Their material was deposited on top of optical chips, where a short laser pulse was used to crystalize the material and change the phase of the guided light. The researchers demonstrated this property reversibly thousands of times. Importantly, the material remembers its last state without any applied signals, leading to large potential power savings.
Professor Otto Muskens, Head of the Integrated Nanophotonics group, says: This new technology will simplify and enable newly emerging applications such as solid-state LiDAR, quantum and neuromorphic computing that are currently limited by the performance of the existing materials.
Neuromorphic and programmable photonics are set to revolutionise the industry as they offer new paradigms for data processing going far beyond existing hardware. Quantum optical circuits are on the horizon and ultralow loss components are needed to make the next step in controlling and routing quantum information.

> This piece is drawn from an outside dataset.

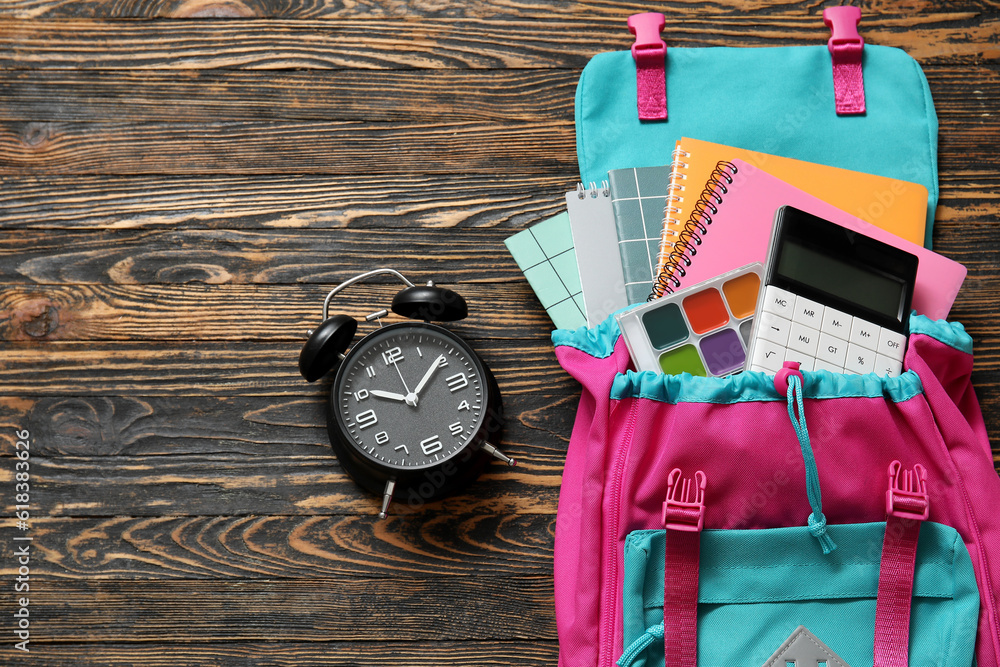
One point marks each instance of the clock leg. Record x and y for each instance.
(496, 453)
(390, 487)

Traditional communication electronics consume a huge proportion of their energy at the interconnection level, and their bandwidth is directly limited by the communication length. Using photons instead of electrons alleviates these shortcomings.
Phase change photonics offer much promise for the future of integrated silicon photonic circuits, with some of the worlds largest companies competing in the race for fully integrated optical solutions. However, the high absorption losses in current commercially available materials have prevented their use in larger photonic systems such as in interconnects between data servers, where the photonic technology is projected to excel.

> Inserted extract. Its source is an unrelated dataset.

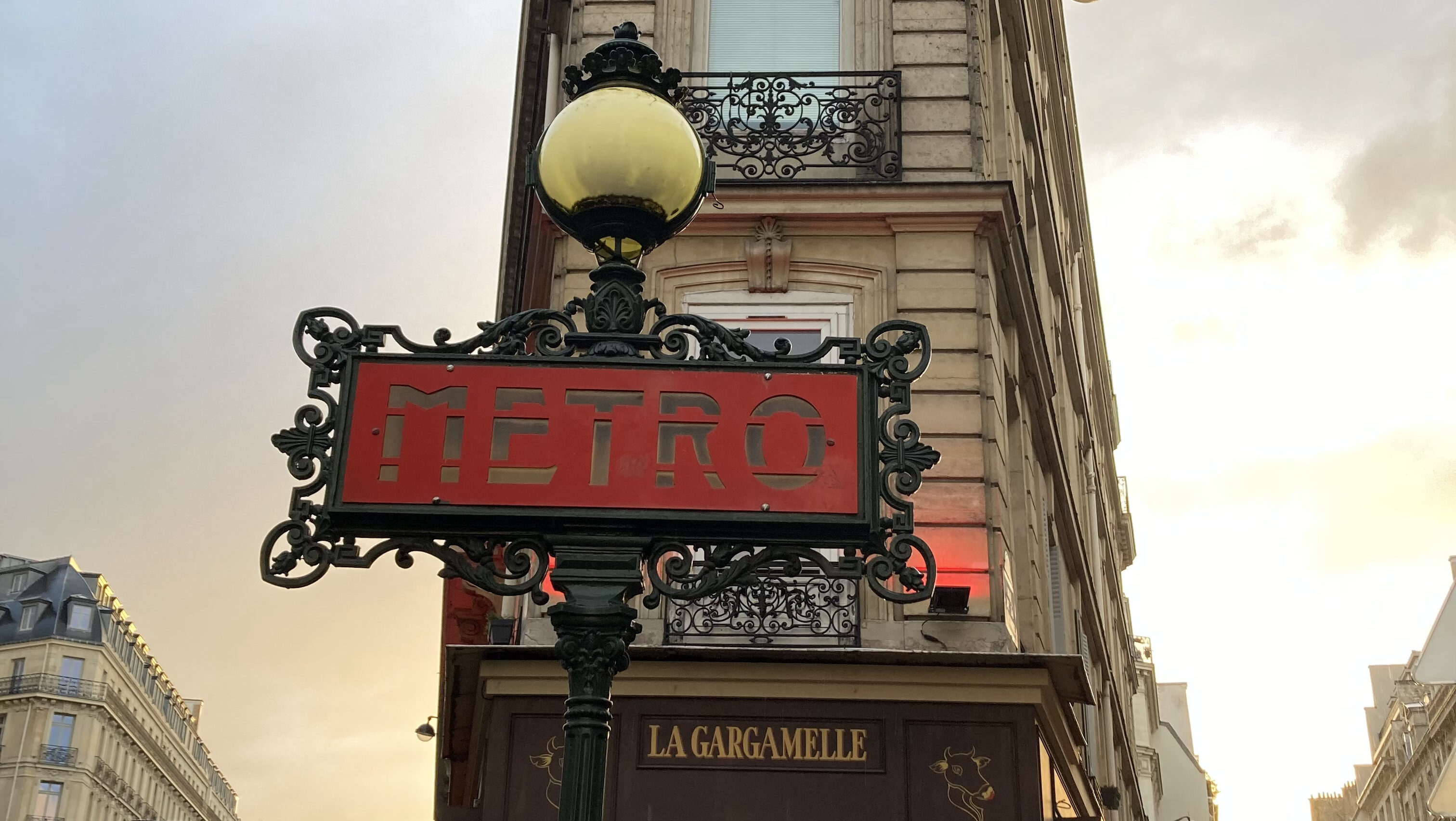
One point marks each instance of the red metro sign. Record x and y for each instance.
(468, 440)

Professor Dan Hewak, ORC co-author who has spent decades on phase change materials, says: This is a significant breakthrough for optoelectronics. Our team has now demonstrated a material which bridges the gap between electronics and photonics and we expect to see further advances resulting from their discovery.

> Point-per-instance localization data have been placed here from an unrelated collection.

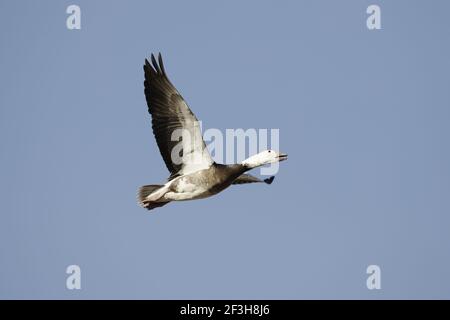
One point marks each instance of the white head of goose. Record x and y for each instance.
(195, 175)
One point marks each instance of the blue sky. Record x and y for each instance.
(362, 114)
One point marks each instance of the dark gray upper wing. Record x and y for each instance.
(173, 123)
(248, 178)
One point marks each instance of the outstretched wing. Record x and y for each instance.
(176, 129)
(248, 178)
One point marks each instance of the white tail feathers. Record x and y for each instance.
(144, 192)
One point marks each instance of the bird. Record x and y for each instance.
(193, 173)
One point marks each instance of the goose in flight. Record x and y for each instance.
(193, 173)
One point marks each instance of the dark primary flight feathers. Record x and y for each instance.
(170, 112)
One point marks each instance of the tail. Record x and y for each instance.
(144, 192)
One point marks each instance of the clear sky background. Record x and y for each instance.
(364, 116)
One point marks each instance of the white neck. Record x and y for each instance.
(253, 162)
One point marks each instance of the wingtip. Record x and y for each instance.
(269, 180)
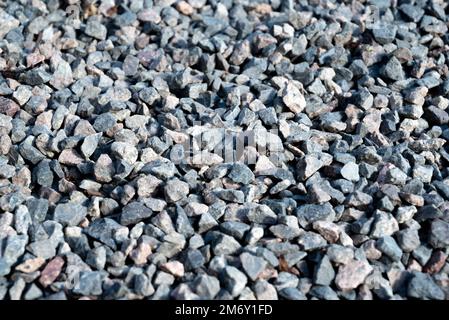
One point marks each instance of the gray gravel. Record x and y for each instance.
(193, 149)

The new phase change family has been designed as part of a series of research projects funded by the Engineering and Physical Sciences Research Council (EPSRC), including ChAMP, the Manufacturing and Application of Next Generation Chalcogenides (EP/M015130/1), Cornerstone (EP/L021129/1), The Physics and Technology of Photonic Metadevices and Metasystems (EP/M009122/1) and Nanostructured photonic metamaterials (EP/G060363/1). The new materials reside within the chalcogenide family as they combine antimony and sulfur or selenium.
The team is currently working to implement more photonic circuit components with the aim to design a neuromorphic computing photonic chip with in-memory computing capabilities. It is expected that this method will replace current technologies within the next couple of years enabling a leap forward for the technology of photonic computing.